Но ты из той древней породы, что не признает никакой аристократии, кроме себя, ты из этих позолоченных червей, жирующих на трупе Венецианского государства, храбрых обладателей высшей привилегии не делать ничего, ничего, ничего! И вот ты лишаешься единственной силы, с помощью которой мог бы взять верх над любым обыкновенным мужчиной!
Маэстро Кавалла открыл перед Тонио дверь.
– Что ж, больше я не буду терпеть тебя под своей крышей. Теперь я не испытываю к тебе никакой жалости и не стану помогать. Без своего дара ты просто урод, и нет никого презреннее тебя. Уходи же отсюда, убирайся вон! У тебя достаточно средств, чтобы найти другое место, где бы ты смог лелеять свое несчастье.
6
Гора снова заговорила.
Отдаленный грохот катился по освещенным лунным светом склонам – слабый, неотчетливый, ужасный звук, словно поднимающийся из недр земли. Глубокий вздох доносился из всех щелей и трещин на этих древних извилистых улочках, предупреждая, что в любой момент земля может начать выгибаться и трястись, как это часто бывало в прошлом, и разрушать хижины и дворцы, по той или иной неведомой человеку причине пережившие предыдущие извержения.
Повсюду на балконах и крышах стояли возбужденные люди. Их тускло освещенные лица были обращены к молниям и дыму, поднимающимся в бескрайнее небо, так великолепно озаренное полной луной, что казалось, будто оно залито не лунным, а солнечным светом. Тонио спускался с холма, и ноги сами вели его на широкие площади и проспекты нижней части города.

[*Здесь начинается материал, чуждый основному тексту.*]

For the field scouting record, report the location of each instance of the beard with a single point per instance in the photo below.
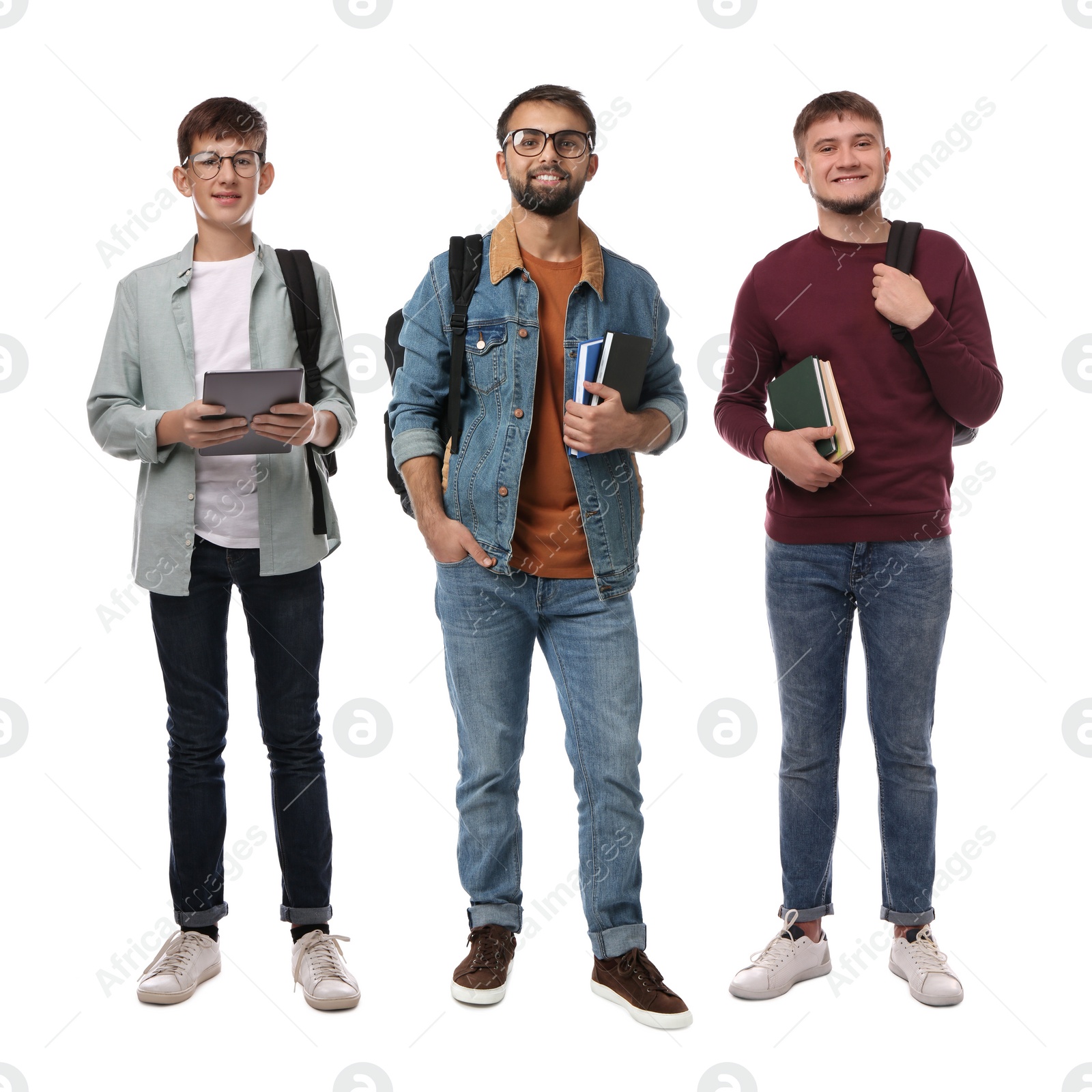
(851, 207)
(551, 202)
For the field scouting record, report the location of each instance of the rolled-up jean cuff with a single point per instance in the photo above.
(307, 915)
(611, 944)
(897, 917)
(198, 917)
(807, 915)
(496, 913)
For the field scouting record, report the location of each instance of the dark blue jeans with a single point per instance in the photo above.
(901, 591)
(284, 618)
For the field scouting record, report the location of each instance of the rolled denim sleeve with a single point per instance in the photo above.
(663, 382)
(422, 384)
(116, 413)
(336, 393)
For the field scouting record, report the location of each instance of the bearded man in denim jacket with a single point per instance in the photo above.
(534, 543)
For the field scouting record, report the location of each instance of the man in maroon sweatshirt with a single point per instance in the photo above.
(866, 538)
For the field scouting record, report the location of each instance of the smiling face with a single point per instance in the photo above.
(227, 200)
(546, 184)
(844, 164)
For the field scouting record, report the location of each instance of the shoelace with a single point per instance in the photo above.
(486, 953)
(177, 951)
(644, 972)
(779, 948)
(325, 955)
(925, 953)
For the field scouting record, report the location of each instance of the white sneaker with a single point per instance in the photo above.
(318, 964)
(182, 964)
(781, 964)
(923, 966)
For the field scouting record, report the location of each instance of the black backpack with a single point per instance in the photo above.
(304, 298)
(464, 267)
(900, 254)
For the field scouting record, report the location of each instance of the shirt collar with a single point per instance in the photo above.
(505, 254)
(184, 261)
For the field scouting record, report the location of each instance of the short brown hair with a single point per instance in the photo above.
(222, 117)
(833, 104)
(549, 93)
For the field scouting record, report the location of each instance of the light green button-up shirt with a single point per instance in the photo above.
(147, 369)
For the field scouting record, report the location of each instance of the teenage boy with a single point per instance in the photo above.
(870, 534)
(207, 522)
(533, 543)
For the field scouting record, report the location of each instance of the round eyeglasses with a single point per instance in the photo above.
(207, 164)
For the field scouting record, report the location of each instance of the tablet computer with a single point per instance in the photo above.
(245, 393)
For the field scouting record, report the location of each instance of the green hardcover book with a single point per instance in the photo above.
(799, 400)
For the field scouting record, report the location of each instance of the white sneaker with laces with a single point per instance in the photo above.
(925, 969)
(318, 964)
(781, 964)
(182, 964)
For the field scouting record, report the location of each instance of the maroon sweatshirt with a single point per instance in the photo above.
(815, 295)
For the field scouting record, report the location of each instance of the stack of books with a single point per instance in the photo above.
(806, 397)
(616, 360)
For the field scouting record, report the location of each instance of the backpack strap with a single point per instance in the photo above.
(464, 268)
(902, 243)
(306, 318)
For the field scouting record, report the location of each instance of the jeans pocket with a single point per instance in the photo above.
(451, 565)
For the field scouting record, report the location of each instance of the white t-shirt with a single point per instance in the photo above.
(225, 509)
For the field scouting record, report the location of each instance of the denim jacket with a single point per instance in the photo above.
(482, 482)
(147, 369)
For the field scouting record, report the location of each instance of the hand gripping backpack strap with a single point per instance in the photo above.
(464, 267)
(306, 318)
(902, 243)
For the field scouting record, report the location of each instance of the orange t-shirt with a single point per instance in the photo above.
(549, 538)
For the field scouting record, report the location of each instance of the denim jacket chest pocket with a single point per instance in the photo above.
(486, 356)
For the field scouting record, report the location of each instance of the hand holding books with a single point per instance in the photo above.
(601, 420)
(811, 436)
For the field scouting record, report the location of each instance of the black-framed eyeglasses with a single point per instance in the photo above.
(207, 164)
(568, 143)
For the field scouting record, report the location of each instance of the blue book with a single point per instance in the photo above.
(588, 366)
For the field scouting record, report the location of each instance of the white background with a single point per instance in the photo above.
(697, 185)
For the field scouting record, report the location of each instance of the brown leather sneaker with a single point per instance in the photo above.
(483, 977)
(633, 982)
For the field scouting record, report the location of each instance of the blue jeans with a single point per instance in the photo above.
(491, 622)
(284, 618)
(902, 593)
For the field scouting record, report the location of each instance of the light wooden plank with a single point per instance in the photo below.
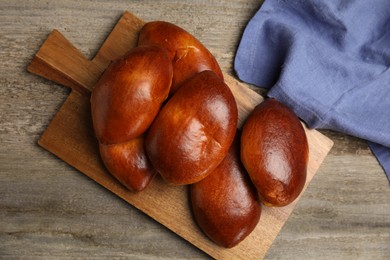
(70, 137)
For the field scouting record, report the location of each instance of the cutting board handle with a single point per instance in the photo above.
(58, 60)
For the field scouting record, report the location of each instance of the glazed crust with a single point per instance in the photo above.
(225, 203)
(194, 130)
(189, 56)
(274, 150)
(130, 93)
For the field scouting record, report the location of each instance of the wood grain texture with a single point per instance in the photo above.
(71, 138)
(48, 210)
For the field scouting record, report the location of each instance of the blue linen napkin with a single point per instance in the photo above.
(327, 60)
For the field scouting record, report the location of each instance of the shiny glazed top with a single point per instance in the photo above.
(274, 150)
(194, 130)
(225, 203)
(189, 56)
(129, 94)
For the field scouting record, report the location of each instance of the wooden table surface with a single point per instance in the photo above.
(49, 210)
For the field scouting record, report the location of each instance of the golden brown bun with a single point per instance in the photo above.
(124, 102)
(274, 151)
(128, 163)
(129, 94)
(194, 130)
(225, 203)
(189, 56)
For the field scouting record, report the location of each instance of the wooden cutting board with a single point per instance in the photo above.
(70, 137)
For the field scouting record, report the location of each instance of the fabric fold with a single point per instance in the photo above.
(327, 60)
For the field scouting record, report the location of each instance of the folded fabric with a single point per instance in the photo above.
(327, 60)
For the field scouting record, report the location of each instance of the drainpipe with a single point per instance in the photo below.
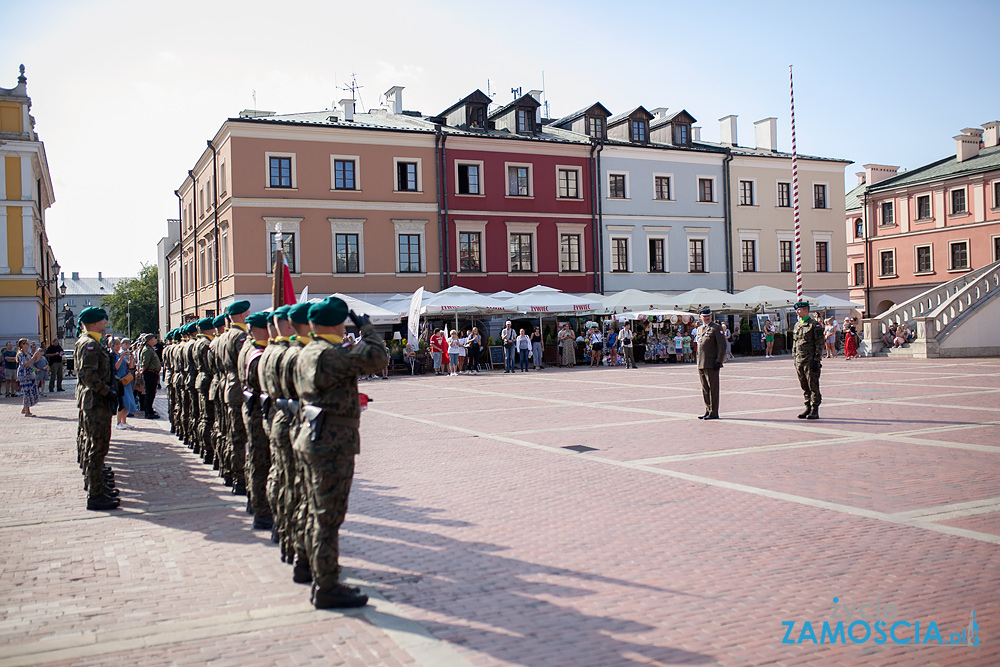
(437, 167)
(599, 247)
(215, 213)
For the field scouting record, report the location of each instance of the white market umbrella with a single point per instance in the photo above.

Спина его была пряма; он шел медленно, грациозно, перебросив через плечо тяжелый плащ с шелковыми вставками, положив правую руку на эфес шпаги; шел так уверенно, как будто знал, куда ему идти, что ему делать, что с ним станется.
Но боль парализовала его. Ощущение было такое, словно мощный порыв ледяного ветра обморозил его кожу настолько, что он вдруг почувствовал отдельные части своего тела: застывшее лицо, онемевшие руки, закоченевшие ноги, бездумно направлявшиеся к морю и к набережной Моло, громыхающей под колесами карет и копытами украшенных султанами лошадей.
То и дело он останавливался, когда жестокая дрожь сотрясала его тело так, что у него на миг подгибались ноги. Он опускался на землю, не понимая, где находится, но его бессознательный стон тут же терялся в толпе, которая всякий раз подхватывала его и уносила вперед.
Он прокладывал путь среди торговцев и разносчиков, предлагавших сласти, фруктовые напитки и белое вино, бродячих музыкантов и красивых уличных женщин, задевавших его рукавами и юбками; их смех звенел подобно сотням маленьких колокольчиков, и все это походило на праздник, словно перед тем как вулкан взорвется и погребет их всех под своим пеплом, все вокруг решили жить, жить так, как если бы завтра не настало никогда.
Но сегодня вечером вулкан не погубит никого. Он лишь порычит, выплевывая горячие камни и пар в безоблачное небо, пока луна будет освещать чудесным сиянием и волны, и всех, кто плавает в теплом море, и всех, кто прохаживается на берегу.
Это был просто Неаполь. Это был просто рай – земля, небо, море, Бог и человек. И ничто из этого не трогало Тонио.
На него не могло подействовать ничто, кроме боли, которая морозила его кожу, пронизывала до самых костей и так сковывала его, что душа оказывалась словно запертой и запечатанной внутри. В конце концов он рухнул на песок, в воды самого Средиземного моря, скорчился, согнулся пополам, как от последнего смертельного удара, и почувствовал, как вода омывает его своим теплом.
Вода наполнила его башмаки, он плескал ею в лицо, а потом услышал поверх грохота волн собственный крик.
Он был там, на пенистом краю моря, и смотрел назад, на суматоху золоченых колес, на пешеходов, передвигающихся как привидения, едва касаясь земли ногами, на лошадей, увешанных звенящими колокольчиками, перьями, цветами. Он увидел, как вдруг из этого потока, заполняющего всю широкую дорогу, аркой огибавшую город от одного конца до другого, отделилась коляска и загромыхала по камням, направляясь к нему. Возница спрыгнул с козел, встряхнул плащ Тонио и широким жестом предложил ему занять одно из мягких сидений.
Какое-то время Тонио молча смотрел на него, слегка ошарашенный его неаполитанским говором.
Море перекатывалось у его ног. Возница отвел его от воды, выразительно демонстрируя заботу о его прекрасной одежде. Брюки Тонио были в песке, капли поблескивали на кружевной манишке.